Michael Morpurgo’s 1982 young adult novel War Horse, certainly moderately successful at the time, has sky-rocketed in acclaim in recent years both in its own right and, perhaps even more importantly, as an inspiration for artistic adaptation. First there was the theatrical tour de force adapted for Great Britain’s National Theatre by Nick Stafford, which in its Broadway incarnation was the winner of the Tony Award for Best Play and is still running at Lincoln Center. And now, opening on Christmas Day, comes the much ballyhooed film adaptation by director Stephen Spielberg.
Perhaps because of the National Theatre production’s innovative solution to the problem of putting horses on the stage through the use of giant puppets, it generated a fascinating documentary called Making War Horse. The film, available on DVD, besides dealing with the story itself, stresses the creation of the puppets in collaboration with the Handspring Puppet Company and the training of the puppeteers necessary to create the illusion of lifelike horses.

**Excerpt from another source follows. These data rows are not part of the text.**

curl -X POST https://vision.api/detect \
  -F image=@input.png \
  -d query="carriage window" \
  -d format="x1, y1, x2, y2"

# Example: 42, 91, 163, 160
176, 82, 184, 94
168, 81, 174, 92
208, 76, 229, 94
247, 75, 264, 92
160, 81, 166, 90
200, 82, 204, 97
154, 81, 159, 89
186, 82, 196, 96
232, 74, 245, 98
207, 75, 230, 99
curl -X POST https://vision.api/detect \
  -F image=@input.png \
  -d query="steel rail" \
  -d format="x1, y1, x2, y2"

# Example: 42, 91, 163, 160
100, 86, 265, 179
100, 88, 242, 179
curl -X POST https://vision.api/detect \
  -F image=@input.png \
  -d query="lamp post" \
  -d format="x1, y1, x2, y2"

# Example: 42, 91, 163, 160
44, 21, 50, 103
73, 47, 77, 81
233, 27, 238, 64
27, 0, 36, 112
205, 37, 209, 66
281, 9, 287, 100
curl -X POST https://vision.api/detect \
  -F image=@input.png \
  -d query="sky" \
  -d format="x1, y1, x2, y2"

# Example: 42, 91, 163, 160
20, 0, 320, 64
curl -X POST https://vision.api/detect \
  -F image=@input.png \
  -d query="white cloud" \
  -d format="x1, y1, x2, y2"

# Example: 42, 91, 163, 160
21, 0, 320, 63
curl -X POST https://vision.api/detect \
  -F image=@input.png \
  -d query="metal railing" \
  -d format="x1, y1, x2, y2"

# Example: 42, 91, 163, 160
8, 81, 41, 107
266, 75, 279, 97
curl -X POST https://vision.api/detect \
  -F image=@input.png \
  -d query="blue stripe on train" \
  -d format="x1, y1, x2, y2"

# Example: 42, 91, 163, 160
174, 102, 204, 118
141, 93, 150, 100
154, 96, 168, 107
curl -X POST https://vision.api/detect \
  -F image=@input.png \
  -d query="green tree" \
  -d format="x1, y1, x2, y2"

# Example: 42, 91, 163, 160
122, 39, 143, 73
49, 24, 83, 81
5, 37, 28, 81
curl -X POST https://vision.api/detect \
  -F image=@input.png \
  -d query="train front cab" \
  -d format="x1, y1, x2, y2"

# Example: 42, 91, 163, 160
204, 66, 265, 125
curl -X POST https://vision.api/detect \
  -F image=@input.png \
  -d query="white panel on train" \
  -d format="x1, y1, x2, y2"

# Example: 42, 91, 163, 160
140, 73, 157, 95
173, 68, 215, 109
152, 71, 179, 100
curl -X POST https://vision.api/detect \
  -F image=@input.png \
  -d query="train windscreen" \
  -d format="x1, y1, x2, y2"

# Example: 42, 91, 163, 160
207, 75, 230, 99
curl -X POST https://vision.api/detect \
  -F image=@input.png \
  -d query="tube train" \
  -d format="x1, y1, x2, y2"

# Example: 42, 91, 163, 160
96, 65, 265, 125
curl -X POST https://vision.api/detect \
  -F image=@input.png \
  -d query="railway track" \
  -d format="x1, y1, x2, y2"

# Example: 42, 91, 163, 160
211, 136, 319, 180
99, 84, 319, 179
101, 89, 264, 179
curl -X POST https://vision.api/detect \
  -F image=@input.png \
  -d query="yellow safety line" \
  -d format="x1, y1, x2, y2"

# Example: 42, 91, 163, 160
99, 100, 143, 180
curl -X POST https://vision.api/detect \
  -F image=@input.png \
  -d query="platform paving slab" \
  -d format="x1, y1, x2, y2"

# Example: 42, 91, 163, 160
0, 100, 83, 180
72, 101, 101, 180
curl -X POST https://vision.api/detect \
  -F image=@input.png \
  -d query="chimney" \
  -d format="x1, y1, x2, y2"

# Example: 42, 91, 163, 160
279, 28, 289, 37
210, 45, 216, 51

Not to be outdone, the film too has generated not a documentary as of yet but an elegant “pictorial moviebook,” War Horse: The Making of the Motion Picture. No puppets it’s true, but in their place more than 140 brilliant photos from the film.
Divided into three sections, Making of the Motion Picture takes you on a visual journey first through the film’s story, then its production, and finally gives a short nod to the history of horses in warfare. “Joey’s Journey” outlines the basic plot of the movie with stills from the film, records comments from the filmmakers, and even an excerpt or two from the script. There are individual photos of the large cast and brilliant shots of the British countryside. But the really exciting visuals are those capturing the interaction of men and the horses first on the farm and then at war.
The second section takes you behind the scenes. While it does provide some interesting insights like the 10 different horses playing the role of Joey and the shot of the makeup artist working on one of the equine actors, the whole section runs little more than a dozen pages, much of it taken up with commentary. “The History of War Horses” uses illustrations from history to highlight the role of horses from ancient Egypt through World War 1, with the emphasis on the latter. As history it is little more than a sketch, and at best will whet the interested reader’s appetite for something more substantial. Still, this is after all a book about the making of a movie, and one can’t expect a historical dissertation.
There are forewords by Spielberg, producer Kathleen Kennedy, who seems to have been the originator of the project, screenwriter Richard Curtis, and author Morpurgo. Curtis has an interesting tidbit about how his film Four Weddings and a Funeral beat out Spielberg’s Schindler’s List for a French foreign film award, the kind of anecdote you can dine out on. Morpurgo talks about the writing of the novel and somewhat fetchingly confesses his preference for cows over horses at the time he was writing. One imagines recent developments may well have changed his mind.
If the film manages to garner the same kind of critical acclaim as the play, War Horse: The Making of the Motion Picture is a book that may well share that popularity. Although it is quite well done in its own right, it seems to me that its success is clearly tied directly to the success of the film.